I didn’t know anything about sumo before so it was a real eye opener. First though, an ear opener when a guy got into the ring and started singing. I have heard traditional Japanese singing of stories in films before, this sounded similar because they both sound to me to be tremendously sad. I have no idea what he was singing, maybe that noodles would be available in the foyer and that, despite us being outside, it was no smoking. However, the tone of the song and his voice just made me feel depressed and I imagined he was singing about past gloried days, of traditions been and gone, of when honourable samurais walked the dusty roads and people worshipped the spirits of land and sea.

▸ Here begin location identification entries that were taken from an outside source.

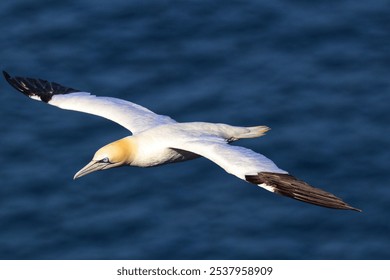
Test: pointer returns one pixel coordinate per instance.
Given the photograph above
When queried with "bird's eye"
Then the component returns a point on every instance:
(105, 160)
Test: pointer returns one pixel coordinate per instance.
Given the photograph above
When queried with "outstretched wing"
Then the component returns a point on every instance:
(258, 169)
(129, 115)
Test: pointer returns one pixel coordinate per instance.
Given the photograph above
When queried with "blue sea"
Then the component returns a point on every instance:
(316, 72)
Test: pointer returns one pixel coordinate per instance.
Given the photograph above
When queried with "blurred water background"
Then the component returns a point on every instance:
(316, 72)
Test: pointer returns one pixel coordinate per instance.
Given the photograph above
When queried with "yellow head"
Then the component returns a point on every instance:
(115, 154)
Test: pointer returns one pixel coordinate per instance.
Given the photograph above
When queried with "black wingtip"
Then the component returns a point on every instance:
(37, 87)
(287, 185)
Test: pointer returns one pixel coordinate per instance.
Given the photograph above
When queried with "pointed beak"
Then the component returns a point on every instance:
(90, 167)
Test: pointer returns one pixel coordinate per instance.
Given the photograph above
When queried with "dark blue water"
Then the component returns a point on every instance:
(316, 72)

Then the fighting began. Two hefty men with tied up hair and not much on got into the ring. They faced us and lifted one foot high into the air. They brought it back down and did the same to the other. They approached the centre of the ring, bowed towards each other and then squatted in the middle. The referee, not really the right word, was in a kimono holding a wooden thing that he used to indicate when the match started.

Bang, the two men lunged at each other, not with any particularly specific part of their bodies, just to make contact. As large forces played out between them bodies they shuffled left and right. Then one force over tipped the other and one man was pushed out of the ring without question. No match lasted more than twenty seconds it was very very quick.

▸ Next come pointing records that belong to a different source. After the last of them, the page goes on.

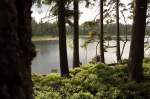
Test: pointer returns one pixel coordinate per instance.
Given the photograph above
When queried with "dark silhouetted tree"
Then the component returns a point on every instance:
(62, 38)
(76, 35)
(137, 44)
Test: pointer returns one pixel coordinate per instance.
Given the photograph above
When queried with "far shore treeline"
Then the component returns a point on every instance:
(51, 29)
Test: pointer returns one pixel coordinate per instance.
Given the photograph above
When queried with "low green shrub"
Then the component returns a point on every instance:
(92, 82)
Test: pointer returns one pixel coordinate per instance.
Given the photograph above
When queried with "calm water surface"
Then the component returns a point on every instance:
(48, 55)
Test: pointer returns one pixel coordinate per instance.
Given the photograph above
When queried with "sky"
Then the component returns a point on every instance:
(87, 15)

The loser walked away and the winner crouched on the floor for an extra moment while the singer, I presume, announced the score. As the next fighters could be seen approaching the ring the former winner and the singing man walked away and the next fight began.

Then the slapstick started. It was between a very large sumo wrestler and a taller thinner opponent. The fight seemed normal until they started doing girly slaps at each other and running about the ring shouting, “Honto honto honto.” After that they pulled each other’s hair, argued, threw sand at each other, hit each other with appropriate props and eventually bowed and left while we clapped. They probably performed for a whole five minutes; I don’t know whether it is normal for that to happen, maybe it gives the other wrestlers a break.

The Japanese guy sitting next to me started to make conversation. He knew the Italian girl somehow and via the use of two electronic dictionaries he was able to tell me that he liked trains, especially steam trains, which were invented in Britain. We talked about how expensive Tokyo is compared to Britain, about what I was doing in Japan, how he is looking for a job and that sadly there were not many steam trains left in the UK.

After the fights were over all the winners returned to the ring wearing large pieces of material on their fronts, kind of like beach towels hanging from their sumo belts. The singing man stood in the middle doing his job and the wrestlers clapped and chanted too, occasionally looking out into the audience and subtly waving at people with cameras. The singing man handed the microphone to one of the more multi-talented wrestlers who took his place and began to sing instead. This went on for a long long time. Most of my class was leaving and I was thinking about dong the same. Eventually all the wrestlers stomped off. But then they came back! This time there was a man in a white kimono leading them and holding some kind of important artefact. They all walked around the ring sombrely.

It was time to leave. I had the feeling that my conversation with the Japanese guy was going rather well and when I made the move to go he told me his name. I told him mine and then he asked me if I had a pen. I did but the Italian girl got their first. From his bag he pulled out a little square notebook and wrote his name and telephone number on a page. I wrote my name and email in his book and he said thanks and so did I.

Stepping into the future slightly, he emailed me the same night. He said this:

HI!!

I am ******** (I’m hiding his name, though imagine if it was this, it’d be so hard to pronounce)

thank you for your conversations in YASUKUNI temple with watching SUMO today.

Please you have mucg interestings( about Japanese traditional cultures ) ! I think so

I was happy today

See you next time !(σ

_
( ´
ω)
( つ旦O
と_)_)

So there we go. What do you think? Pig or cat? Has the ears of a cat, the nose of a pig but the boxing gloves of neither. Hmmm.